(175c) Adsorption of Harmful Algal Bloom Toxins Onto Commercially Available Biochar: An Exploration on the Mechanisms and Factors Influencing Adsorption
AIChE Annual Meeting
2023
2023 AIChE Annual Meeting
Environmental Division
Environmental Issues involving Biochar
Thursday, November 9, 2023 - 4:20pm to 4:45pm
Harmful Algal Bloom (HAB) events involve the growth of microalgae which release lethal toxins into fresh and brackish water bodies due to climatic and anthropogenic activities. Some common HAB examples are red tides, blue-green algae, and cyanobacteria, which are known to lyze neurotoxins and hepatotoxins during blooms causing massive fish kills, and serious threat to human life.

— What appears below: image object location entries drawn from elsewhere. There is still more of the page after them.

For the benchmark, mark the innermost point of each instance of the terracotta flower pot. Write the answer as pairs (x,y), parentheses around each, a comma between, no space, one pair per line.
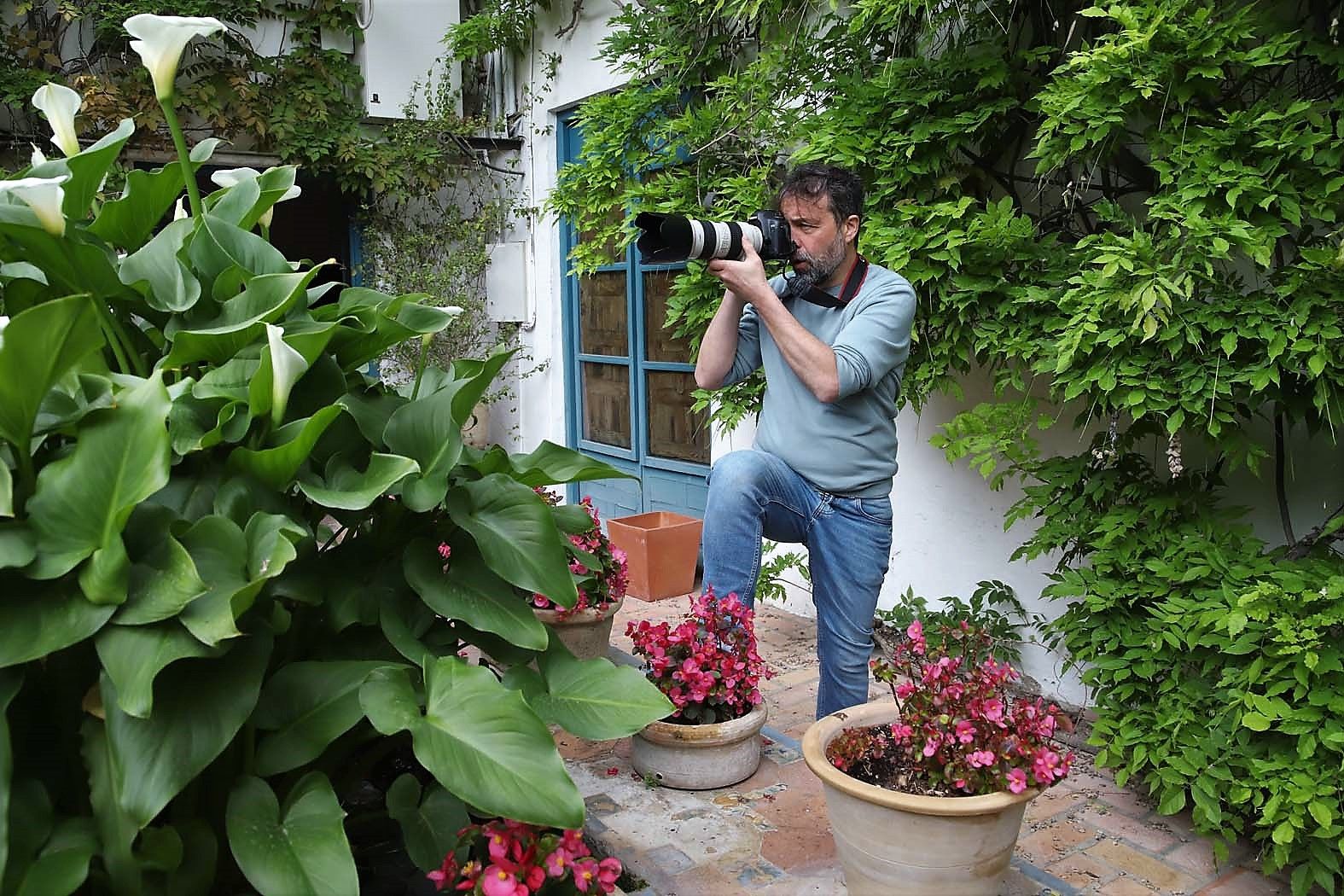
(906,845)
(660,551)
(586,633)
(701,757)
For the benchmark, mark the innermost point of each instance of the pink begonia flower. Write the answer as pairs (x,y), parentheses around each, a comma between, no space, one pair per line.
(496,881)
(585,874)
(558,863)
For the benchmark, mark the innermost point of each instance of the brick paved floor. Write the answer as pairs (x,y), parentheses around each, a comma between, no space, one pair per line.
(769,835)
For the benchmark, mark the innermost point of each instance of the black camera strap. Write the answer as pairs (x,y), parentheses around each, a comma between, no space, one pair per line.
(852,283)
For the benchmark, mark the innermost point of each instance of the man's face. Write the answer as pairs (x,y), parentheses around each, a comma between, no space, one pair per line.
(818,236)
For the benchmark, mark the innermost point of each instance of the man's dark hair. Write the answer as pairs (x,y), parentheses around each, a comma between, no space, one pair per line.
(813,180)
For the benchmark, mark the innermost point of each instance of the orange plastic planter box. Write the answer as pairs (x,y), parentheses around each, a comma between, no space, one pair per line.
(660,549)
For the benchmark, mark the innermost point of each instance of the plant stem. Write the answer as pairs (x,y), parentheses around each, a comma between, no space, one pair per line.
(183,156)
(420,365)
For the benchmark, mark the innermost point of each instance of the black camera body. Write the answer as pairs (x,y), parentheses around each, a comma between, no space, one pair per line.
(675,238)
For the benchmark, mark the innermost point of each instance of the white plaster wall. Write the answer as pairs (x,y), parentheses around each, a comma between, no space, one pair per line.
(949,526)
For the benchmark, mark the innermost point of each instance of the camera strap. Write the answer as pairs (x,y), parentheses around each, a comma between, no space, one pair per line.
(852,283)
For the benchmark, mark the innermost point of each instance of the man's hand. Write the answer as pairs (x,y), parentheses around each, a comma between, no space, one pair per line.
(743,278)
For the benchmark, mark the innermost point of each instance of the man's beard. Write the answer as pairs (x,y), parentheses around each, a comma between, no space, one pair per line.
(820,269)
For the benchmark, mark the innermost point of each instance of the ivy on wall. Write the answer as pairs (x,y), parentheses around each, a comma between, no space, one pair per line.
(1128,210)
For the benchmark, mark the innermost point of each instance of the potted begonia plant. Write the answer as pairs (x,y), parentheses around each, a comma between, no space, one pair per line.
(505,858)
(707,666)
(926,794)
(601,579)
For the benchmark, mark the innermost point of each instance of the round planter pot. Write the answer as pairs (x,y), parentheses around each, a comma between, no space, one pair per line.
(906,845)
(701,757)
(586,633)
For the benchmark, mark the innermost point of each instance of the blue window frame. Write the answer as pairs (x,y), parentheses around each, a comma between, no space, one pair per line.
(628,381)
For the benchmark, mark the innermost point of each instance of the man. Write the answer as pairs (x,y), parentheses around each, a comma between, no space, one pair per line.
(834,340)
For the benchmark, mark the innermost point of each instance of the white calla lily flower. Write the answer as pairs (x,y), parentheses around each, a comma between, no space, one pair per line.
(44,195)
(60,105)
(233,177)
(160,41)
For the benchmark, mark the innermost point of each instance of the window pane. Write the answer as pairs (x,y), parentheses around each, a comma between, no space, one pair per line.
(659,343)
(607,404)
(673,430)
(602,315)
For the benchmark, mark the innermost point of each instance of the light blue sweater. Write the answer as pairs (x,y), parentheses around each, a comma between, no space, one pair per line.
(846,448)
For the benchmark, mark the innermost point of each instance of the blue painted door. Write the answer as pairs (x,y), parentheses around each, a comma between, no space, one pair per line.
(629,381)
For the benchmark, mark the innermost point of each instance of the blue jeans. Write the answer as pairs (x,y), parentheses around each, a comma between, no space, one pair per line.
(754,495)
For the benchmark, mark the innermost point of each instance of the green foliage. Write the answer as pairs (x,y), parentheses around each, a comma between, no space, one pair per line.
(224,602)
(1129,211)
(993,608)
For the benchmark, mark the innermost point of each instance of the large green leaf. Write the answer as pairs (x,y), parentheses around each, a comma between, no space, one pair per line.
(308,706)
(219,246)
(480,741)
(429,821)
(156,271)
(133,656)
(594,699)
(428,432)
(515,532)
(37,348)
(550,463)
(294,442)
(126,222)
(9,683)
(348,489)
(198,711)
(44,618)
(241,322)
(116,828)
(63,864)
(161,585)
(297,849)
(82,500)
(471,593)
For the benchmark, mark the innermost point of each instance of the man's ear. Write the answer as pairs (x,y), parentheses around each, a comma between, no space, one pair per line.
(851,229)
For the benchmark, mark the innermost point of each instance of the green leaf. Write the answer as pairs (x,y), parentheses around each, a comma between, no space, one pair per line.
(198,711)
(133,656)
(294,442)
(429,825)
(156,271)
(126,222)
(1255,722)
(471,593)
(308,706)
(297,849)
(515,533)
(37,348)
(480,741)
(594,699)
(44,620)
(82,500)
(161,586)
(427,432)
(88,170)
(63,864)
(241,322)
(9,683)
(348,489)
(550,463)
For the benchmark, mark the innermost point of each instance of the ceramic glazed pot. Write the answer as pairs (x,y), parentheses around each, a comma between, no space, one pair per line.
(701,757)
(586,633)
(905,845)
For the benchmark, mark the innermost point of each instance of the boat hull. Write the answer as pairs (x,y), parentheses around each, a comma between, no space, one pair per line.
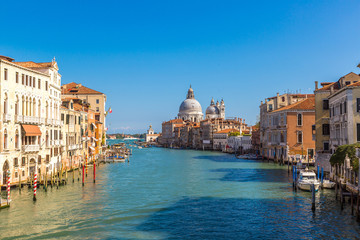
(307,186)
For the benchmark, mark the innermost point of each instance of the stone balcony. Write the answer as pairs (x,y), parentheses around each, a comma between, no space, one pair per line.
(6,117)
(19,118)
(30,148)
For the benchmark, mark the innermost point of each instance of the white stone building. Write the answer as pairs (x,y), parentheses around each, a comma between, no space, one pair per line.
(30,120)
(215,110)
(190,108)
(150,135)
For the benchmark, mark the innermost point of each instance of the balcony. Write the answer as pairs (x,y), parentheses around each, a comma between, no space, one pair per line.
(7,117)
(30,148)
(72,147)
(31,119)
(19,118)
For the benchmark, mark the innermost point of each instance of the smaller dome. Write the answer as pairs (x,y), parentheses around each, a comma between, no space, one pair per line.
(212,110)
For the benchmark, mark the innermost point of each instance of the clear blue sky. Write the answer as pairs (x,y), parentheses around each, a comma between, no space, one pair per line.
(145,54)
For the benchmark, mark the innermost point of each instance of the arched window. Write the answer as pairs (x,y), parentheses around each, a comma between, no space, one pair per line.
(5,139)
(17,139)
(47,139)
(6,104)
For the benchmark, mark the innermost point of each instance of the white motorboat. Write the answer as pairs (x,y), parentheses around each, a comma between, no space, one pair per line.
(328,184)
(306,179)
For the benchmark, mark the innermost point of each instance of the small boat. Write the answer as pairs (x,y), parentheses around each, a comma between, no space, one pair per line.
(306,179)
(328,184)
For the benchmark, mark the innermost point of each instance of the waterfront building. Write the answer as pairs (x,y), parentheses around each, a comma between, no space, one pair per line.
(210,126)
(190,108)
(220,139)
(240,144)
(289,131)
(96,99)
(324,145)
(215,110)
(30,120)
(168,135)
(271,104)
(72,116)
(150,135)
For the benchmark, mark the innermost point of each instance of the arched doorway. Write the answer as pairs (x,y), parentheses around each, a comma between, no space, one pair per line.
(5,169)
(32,165)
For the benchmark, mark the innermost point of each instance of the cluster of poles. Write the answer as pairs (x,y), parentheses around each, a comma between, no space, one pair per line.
(55,179)
(320,176)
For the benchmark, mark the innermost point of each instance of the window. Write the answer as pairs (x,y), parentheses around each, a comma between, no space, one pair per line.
(326,129)
(345,105)
(325,104)
(341,108)
(299,119)
(299,136)
(326,146)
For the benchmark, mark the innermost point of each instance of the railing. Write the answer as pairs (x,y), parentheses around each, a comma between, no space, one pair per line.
(30,148)
(7,117)
(48,121)
(72,147)
(19,118)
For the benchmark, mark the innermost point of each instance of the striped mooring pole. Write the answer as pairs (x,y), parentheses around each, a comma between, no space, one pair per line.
(8,188)
(86,166)
(35,185)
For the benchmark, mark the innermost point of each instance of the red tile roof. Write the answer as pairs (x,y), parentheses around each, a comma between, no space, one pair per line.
(77,89)
(306,104)
(229,130)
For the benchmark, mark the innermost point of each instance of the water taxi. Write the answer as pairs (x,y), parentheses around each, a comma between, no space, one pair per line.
(306,179)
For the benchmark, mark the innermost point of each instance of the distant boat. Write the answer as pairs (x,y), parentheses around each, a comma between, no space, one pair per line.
(306,179)
(131,138)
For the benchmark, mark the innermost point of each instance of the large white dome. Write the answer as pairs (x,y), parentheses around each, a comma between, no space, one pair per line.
(190,106)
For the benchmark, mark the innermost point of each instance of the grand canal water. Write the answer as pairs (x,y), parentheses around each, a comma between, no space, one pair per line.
(178,194)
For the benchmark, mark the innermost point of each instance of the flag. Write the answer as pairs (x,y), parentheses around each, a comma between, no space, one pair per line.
(108,111)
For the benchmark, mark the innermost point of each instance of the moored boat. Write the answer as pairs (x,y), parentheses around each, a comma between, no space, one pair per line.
(306,179)
(328,184)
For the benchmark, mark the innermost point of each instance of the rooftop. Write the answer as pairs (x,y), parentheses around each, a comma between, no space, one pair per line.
(77,89)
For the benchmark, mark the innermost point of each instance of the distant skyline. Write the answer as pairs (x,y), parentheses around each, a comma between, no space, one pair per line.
(144,55)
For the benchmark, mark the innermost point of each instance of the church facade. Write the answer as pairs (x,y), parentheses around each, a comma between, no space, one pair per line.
(190,109)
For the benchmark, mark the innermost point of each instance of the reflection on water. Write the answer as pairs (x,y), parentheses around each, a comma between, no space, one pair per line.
(178,194)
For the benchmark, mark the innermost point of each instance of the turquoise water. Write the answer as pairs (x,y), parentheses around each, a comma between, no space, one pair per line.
(178,194)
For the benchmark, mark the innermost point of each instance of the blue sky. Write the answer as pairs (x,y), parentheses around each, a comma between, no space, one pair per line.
(145,54)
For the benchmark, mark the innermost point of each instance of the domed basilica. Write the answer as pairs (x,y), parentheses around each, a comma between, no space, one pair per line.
(190,109)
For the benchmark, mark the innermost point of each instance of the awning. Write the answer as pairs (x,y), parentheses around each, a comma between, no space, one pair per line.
(31,130)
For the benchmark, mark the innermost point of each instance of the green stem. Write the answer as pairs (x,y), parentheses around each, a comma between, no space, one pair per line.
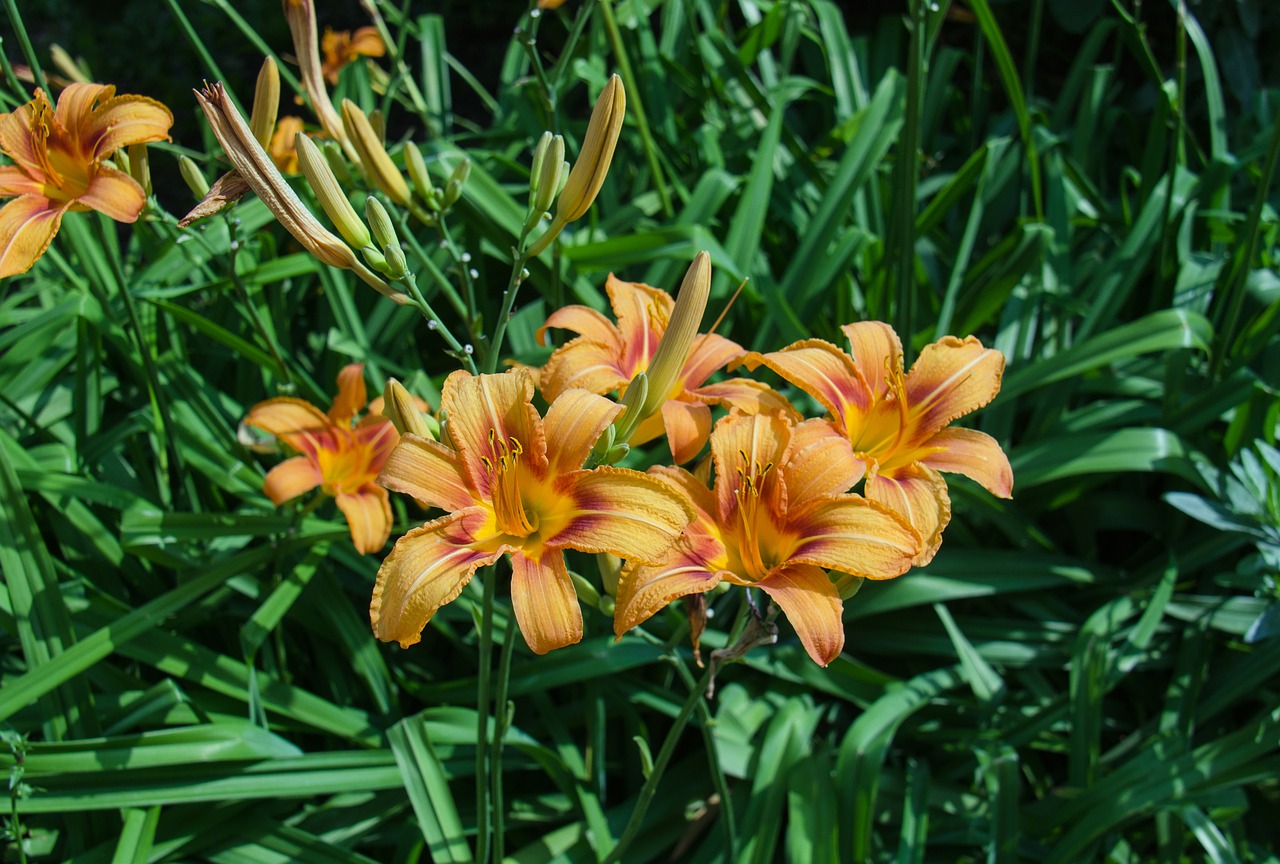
(650,150)
(24,44)
(659,767)
(437,324)
(483,766)
(499,736)
(508,301)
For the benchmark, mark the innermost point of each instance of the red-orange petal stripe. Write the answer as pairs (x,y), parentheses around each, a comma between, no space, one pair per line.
(974,455)
(369,515)
(813,607)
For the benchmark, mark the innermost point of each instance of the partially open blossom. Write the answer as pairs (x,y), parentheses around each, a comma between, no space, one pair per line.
(59,164)
(604,357)
(899,424)
(337,453)
(511,481)
(343,46)
(776,519)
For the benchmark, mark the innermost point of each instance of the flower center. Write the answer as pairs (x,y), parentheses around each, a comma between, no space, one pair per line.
(750,517)
(508,507)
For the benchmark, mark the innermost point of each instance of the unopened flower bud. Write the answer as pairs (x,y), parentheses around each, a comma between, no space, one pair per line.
(140,167)
(396,263)
(266,103)
(535,169)
(668,361)
(593,163)
(373,154)
(192,177)
(380,223)
(416,167)
(398,407)
(334,201)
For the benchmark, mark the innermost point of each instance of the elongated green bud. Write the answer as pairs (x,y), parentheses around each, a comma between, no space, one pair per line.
(380,223)
(334,201)
(266,103)
(668,361)
(417,170)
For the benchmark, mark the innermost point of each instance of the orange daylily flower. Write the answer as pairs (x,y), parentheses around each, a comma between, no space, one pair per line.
(897,424)
(282,147)
(343,46)
(511,483)
(604,357)
(60,164)
(341,457)
(776,519)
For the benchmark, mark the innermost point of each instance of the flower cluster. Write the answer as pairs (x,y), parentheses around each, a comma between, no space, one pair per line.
(780,515)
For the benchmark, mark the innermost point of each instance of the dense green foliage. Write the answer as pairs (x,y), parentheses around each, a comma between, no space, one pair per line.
(1086,672)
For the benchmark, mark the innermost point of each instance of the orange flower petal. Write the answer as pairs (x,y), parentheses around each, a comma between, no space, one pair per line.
(583,364)
(429,471)
(711,352)
(123,120)
(950,379)
(822,370)
(643,590)
(746,444)
(27,227)
(821,462)
(544,602)
(918,494)
(813,607)
(369,513)
(351,394)
(428,567)
(688,425)
(114,193)
(16,137)
(585,321)
(291,479)
(877,351)
(295,421)
(366,41)
(746,396)
(14,182)
(625,512)
(483,407)
(572,424)
(974,455)
(853,535)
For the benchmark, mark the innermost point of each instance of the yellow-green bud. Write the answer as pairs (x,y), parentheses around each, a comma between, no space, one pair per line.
(396,261)
(192,177)
(417,170)
(334,201)
(553,168)
(535,169)
(373,154)
(380,223)
(266,103)
(337,160)
(140,167)
(398,407)
(679,338)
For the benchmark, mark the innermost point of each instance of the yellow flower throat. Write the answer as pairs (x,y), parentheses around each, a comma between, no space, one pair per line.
(748,493)
(508,507)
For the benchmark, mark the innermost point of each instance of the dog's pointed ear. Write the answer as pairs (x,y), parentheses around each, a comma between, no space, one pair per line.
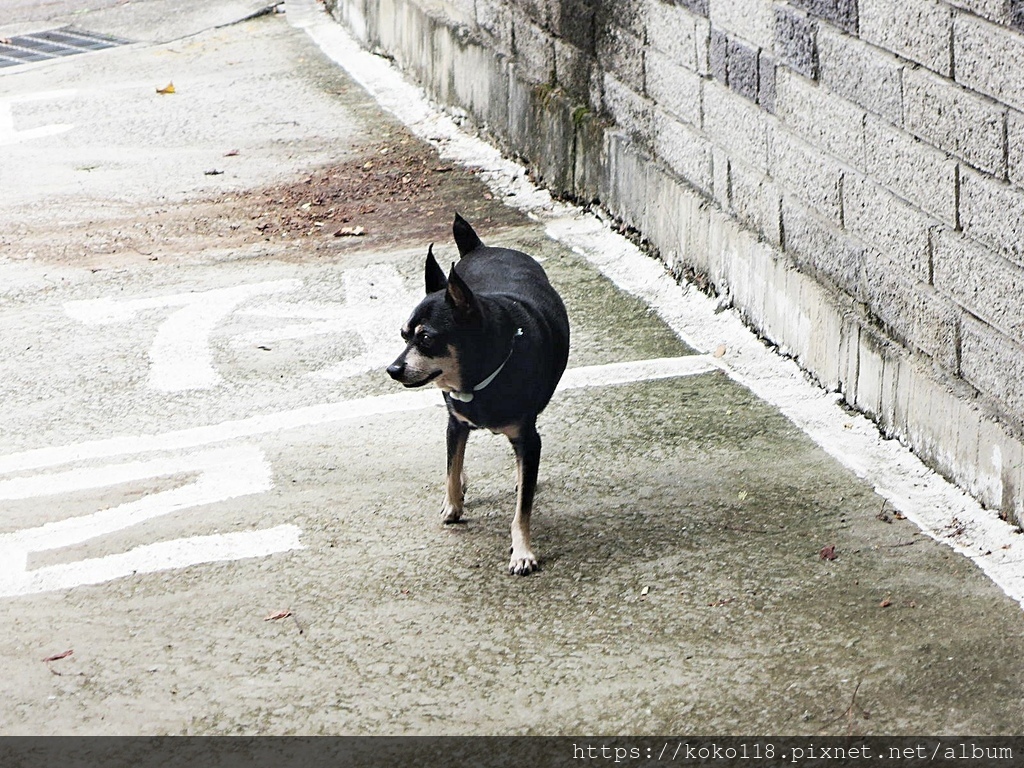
(461,299)
(465,238)
(433,274)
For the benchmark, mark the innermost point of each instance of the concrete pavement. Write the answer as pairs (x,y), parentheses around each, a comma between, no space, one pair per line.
(214,498)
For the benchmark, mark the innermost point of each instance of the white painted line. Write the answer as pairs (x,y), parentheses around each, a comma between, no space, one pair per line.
(896,474)
(180,357)
(223,473)
(181,439)
(10,135)
(151,558)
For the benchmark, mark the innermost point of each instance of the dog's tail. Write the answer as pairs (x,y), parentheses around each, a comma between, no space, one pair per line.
(465,238)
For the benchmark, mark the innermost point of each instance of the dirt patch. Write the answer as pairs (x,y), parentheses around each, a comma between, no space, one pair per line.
(393,193)
(399,190)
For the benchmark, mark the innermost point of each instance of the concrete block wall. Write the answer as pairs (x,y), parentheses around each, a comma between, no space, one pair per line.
(848,173)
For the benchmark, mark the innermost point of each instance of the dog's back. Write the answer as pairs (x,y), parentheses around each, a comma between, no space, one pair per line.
(514,276)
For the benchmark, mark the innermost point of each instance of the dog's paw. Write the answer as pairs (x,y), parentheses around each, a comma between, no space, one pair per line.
(522,563)
(451,513)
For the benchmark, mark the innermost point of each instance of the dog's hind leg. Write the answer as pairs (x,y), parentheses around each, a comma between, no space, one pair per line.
(526,443)
(455,484)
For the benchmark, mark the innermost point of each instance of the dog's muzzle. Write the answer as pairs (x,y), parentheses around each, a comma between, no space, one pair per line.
(397,372)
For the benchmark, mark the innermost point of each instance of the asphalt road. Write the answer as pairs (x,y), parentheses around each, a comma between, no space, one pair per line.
(221,517)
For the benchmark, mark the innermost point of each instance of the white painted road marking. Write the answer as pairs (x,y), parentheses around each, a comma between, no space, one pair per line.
(375,296)
(10,135)
(180,356)
(223,473)
(180,439)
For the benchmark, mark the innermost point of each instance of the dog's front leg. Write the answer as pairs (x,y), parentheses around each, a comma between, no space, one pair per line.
(455,484)
(526,444)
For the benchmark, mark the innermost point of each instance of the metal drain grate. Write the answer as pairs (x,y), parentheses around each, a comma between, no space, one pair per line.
(42,46)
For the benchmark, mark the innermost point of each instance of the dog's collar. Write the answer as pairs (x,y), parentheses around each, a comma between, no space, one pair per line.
(468,396)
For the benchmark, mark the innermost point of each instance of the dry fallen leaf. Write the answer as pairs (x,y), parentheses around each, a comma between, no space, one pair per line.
(350,231)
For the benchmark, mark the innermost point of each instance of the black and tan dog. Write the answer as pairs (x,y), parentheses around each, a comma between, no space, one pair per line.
(495,337)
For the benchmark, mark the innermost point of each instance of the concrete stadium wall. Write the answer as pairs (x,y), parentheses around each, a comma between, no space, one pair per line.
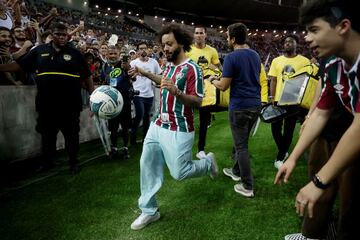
(18,138)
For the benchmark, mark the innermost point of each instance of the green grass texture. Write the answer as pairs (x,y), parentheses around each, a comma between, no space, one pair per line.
(100,203)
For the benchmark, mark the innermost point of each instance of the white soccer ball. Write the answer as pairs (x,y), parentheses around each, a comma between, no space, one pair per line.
(106,102)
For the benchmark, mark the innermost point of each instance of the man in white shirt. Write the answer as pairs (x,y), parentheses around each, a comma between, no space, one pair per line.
(143,102)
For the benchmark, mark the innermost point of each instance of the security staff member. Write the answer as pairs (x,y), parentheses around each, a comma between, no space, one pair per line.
(115,75)
(61,71)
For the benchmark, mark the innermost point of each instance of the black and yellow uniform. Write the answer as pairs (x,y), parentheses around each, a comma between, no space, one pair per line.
(59,77)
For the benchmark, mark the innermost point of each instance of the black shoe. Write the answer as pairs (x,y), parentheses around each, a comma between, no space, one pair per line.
(44,167)
(74,169)
(125,153)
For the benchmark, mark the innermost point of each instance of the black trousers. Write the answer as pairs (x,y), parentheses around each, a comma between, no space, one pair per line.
(204,116)
(49,124)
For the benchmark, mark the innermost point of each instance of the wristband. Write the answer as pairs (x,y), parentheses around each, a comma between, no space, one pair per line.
(178,92)
(318,183)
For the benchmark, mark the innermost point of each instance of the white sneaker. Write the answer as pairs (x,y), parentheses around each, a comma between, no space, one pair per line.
(279,163)
(214,171)
(298,236)
(201,155)
(143,220)
(239,188)
(228,172)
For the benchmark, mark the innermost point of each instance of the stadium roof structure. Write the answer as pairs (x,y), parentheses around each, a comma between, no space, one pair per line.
(283,12)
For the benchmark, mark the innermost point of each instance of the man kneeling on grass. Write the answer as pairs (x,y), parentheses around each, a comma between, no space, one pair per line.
(170,137)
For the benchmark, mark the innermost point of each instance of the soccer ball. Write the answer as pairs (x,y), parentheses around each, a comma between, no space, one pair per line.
(106,102)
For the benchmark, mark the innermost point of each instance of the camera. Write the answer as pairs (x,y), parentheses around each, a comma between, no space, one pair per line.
(125,59)
(202,60)
(133,92)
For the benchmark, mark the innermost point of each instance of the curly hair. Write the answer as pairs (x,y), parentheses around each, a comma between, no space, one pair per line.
(182,36)
(331,11)
(238,31)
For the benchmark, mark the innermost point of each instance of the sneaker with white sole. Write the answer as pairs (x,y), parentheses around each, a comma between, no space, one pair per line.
(239,188)
(279,163)
(201,155)
(228,172)
(143,220)
(214,171)
(298,236)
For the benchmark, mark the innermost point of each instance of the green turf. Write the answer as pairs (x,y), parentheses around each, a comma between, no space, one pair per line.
(101,202)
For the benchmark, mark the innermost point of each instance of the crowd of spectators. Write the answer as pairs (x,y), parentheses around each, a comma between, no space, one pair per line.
(91,32)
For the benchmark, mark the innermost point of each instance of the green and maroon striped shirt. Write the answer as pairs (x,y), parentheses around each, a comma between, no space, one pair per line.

These outbreaks have terrorized Great lakes and coastal waters such as Lake Erie, Lake Okeechobee, Floridaâs Coasts and Gulf of Maine, negatively impacting marine ecosystems, fisheries, and the economy. To mitigate the release of these toxins, physical water treatment such as adsorption with the use of biochar provides a low-cost solution with high removal efficiency. This study investigates the effectiveness of commercially available pine derived biochar for adsorption of HAB toxins: Brevetoxin (PbTx-3), Microcystin-LR (MCLR) and Saxitoxin (STX). Material characterization of the biochar presented positively charged with high carbon content, high porosity (SBET = 261.06 m2/g) with substantial oxygen functionality (941.33 μmol/g). Dosage, equilibrium and kinetic study were performed on PbTx-3, MCLR and STX under ambient conditions with commercial biochar. Enzyme-linked Immunosorbent Assay (ELISA) analysis and high -performance liquid chromatography (HPLC) was used for adsorption analysis of the investigated toxins. From the dosage reports all three toxins experienced high percent removal (> 90 %) at a dosage rate of 0.4 g/L. High adsorption capacities were observed for the target toxins which fitted well with the combined Langmuir-Freundlich adsorption model and Pseudo-Second Order and Elovich kinetic model. The results support possible adsorption mechanisms such as electrostatic attraction, pi-pi stacking, ion exchange, hydrophobic interactions, and more which is explored in detail. Thus, commercial provides as a high removal efficiency solution for the mitigation HAB toxins.